Brianna Stoddard walks to her door with a parrot on her shoulder. The blue and gold Macaw inches along Brianna’s arm, sidestepping to her hand. Brianna tells BB to say, “Hi.” The parrot’s head cocks from side to side. Its gold chest feathers rise a little and it shakes off with its long blue wings. BB remains quiet, though.
Inside, one of BB’s fellow Papayago Rescue House rehabilitated Macaws isn’t shy. From its cage, it calls, “Hello.” And if you ignore the introduction, but somehow make eye contact, BB’s friend repeats a little louder, “Hello.”
All along Brianna’s house are large cages for birds like BB.
Thirty-two birds. Three sanctuaries. Sized from finches to a hawk. Brianna has been rescuing birds since 2014, when she helped found Papayago Rescue House.
“I’ve had birds since I was a little girl,” she said. “We started with 16. There’s not many rescues for birds in Georgia. We saw the need for us to step in, because birds like BB need our help.”
Brianna explained that BB is a 35-year-old parrot and will go on to live until 70 or 80. Many birds like BB will have a very long life, she went on, and most of the time the bird’s living situation will not be consistent over its lifetime, causing problems with the bird’s behavior.
Brianna said that BB was in that same situation and when BB arrived in their care, the parrot was clearly on a poor diet and was beginning to pluck out all its feathers.
“First we try to see if there is a problem we can help the current owner address, because we want to help educate people about birds,” she said. “A lot of people contact us with problems that can be fixed with training, then if the person still wants to surrender the bird, we then take the bird in, bring it here, and put it through a 30-day quarantine period. Then we begin to rehabilitate the bird.”
One of the best parts of the process, though, Brianna added, is finding the bird a great, new home. Last year, Papayago Rescue House helped 15 birds become adopted. Almost 100 birds have been rescued to date.
It’s probably no surprise that Brianna is planning on becoming a veterinarian with a specialization in avian medicine, but she said she has wanted to be a veterinarian since she was six years old and she’s proud to have made her start at Georgia Highlands College.

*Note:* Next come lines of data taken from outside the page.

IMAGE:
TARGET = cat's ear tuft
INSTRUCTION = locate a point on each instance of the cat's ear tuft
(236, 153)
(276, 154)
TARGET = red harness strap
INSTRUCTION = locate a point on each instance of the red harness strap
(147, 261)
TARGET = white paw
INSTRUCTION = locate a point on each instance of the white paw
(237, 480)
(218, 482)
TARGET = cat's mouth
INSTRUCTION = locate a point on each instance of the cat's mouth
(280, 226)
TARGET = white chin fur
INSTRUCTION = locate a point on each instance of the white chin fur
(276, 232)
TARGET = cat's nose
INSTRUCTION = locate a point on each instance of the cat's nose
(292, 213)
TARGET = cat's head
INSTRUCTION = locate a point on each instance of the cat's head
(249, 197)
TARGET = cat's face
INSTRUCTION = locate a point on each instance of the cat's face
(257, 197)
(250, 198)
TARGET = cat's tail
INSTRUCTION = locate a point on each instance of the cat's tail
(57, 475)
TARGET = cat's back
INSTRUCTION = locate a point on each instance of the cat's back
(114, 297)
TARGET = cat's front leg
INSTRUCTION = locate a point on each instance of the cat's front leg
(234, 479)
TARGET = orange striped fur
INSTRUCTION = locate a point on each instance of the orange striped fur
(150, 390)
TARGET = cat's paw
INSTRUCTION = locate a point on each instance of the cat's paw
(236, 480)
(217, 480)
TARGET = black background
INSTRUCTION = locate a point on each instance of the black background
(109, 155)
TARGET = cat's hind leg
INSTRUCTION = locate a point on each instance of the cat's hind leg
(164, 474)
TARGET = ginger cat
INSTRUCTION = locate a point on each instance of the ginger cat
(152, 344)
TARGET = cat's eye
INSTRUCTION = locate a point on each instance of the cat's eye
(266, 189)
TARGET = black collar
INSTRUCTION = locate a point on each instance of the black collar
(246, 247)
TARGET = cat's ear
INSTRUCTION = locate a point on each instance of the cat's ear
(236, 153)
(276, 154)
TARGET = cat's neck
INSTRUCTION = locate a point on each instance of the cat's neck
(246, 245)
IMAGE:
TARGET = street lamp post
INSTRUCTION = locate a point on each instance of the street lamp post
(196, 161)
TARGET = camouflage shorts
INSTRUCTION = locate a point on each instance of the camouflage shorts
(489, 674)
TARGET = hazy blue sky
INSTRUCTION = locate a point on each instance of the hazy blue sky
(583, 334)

“GHC has really given me a chance to make a lot of great connections. I love how one-on-one it is. The school provides so many different opportunities,” she said, “and it has helped give me the education I need to move forward.”
After completing her Associate of Science in Biology, Brianna is looking forward to completing her bachelor’s and then applying to veterinarian school in the next two to three years.